SAC lawyer Martin Klotz asked U.S. District Judge Laura Taylor Swain in a two-page letter yesterday to sign off on the agreement, which also calls for the firm to close its investment advisory business. A sentencing hearing before Swain is scheduled for April 10 in Manhattan.
Four SAC units were indicted last year, accused of reaping hundreds of millions of dollars in illegal profit through insider trades by employees dating to 1999. Founder Steven A. Cohen, 57, faces an administrative action by the Securities and Exchange Commission alleging he failed to supervise the hedge fund’s activities.
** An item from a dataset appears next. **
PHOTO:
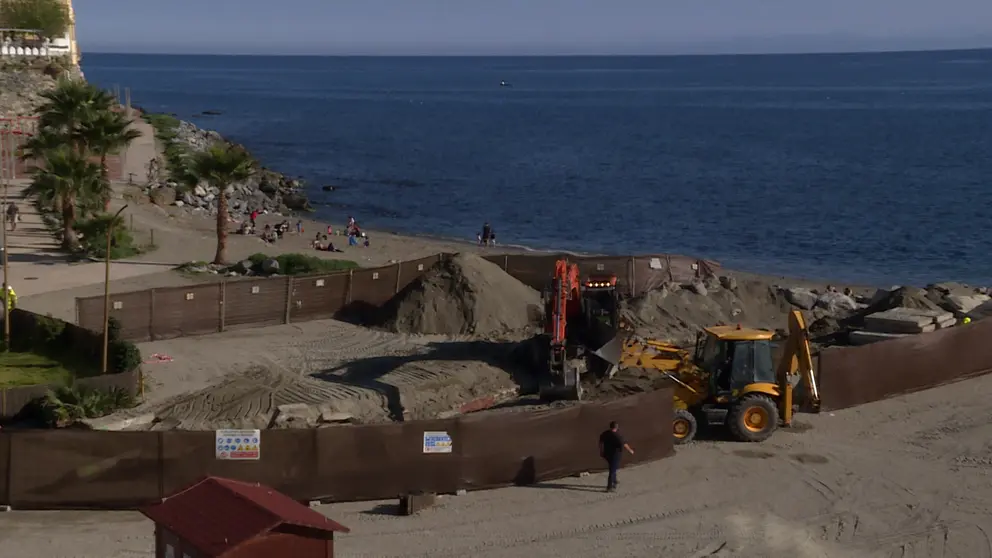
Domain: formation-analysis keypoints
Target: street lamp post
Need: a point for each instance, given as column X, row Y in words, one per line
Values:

Eight current or former SAC employees have been convicted of insider trading charges. Cohen has denied wrongdoing and isn’t accused of a crime.
Under the settlement, SAC will become a firm managing only Cohen’s personal wealth.
The criminal case is U.S. v. SAC Capital Advisors LP, 13-cr-00541, U.S. District Court, Southern District of New York (Manhattan). The civil case is U.S. v. SAC Capital Advisors LP, 1:13-cv-5182, U.S. District Court, Southern District of New York (Manhattan). The investor suit is Kaplan v. SAC Capital Advisors LP, 12-cv-09350, U.S. District Court, Southern District of New York (Manhattan).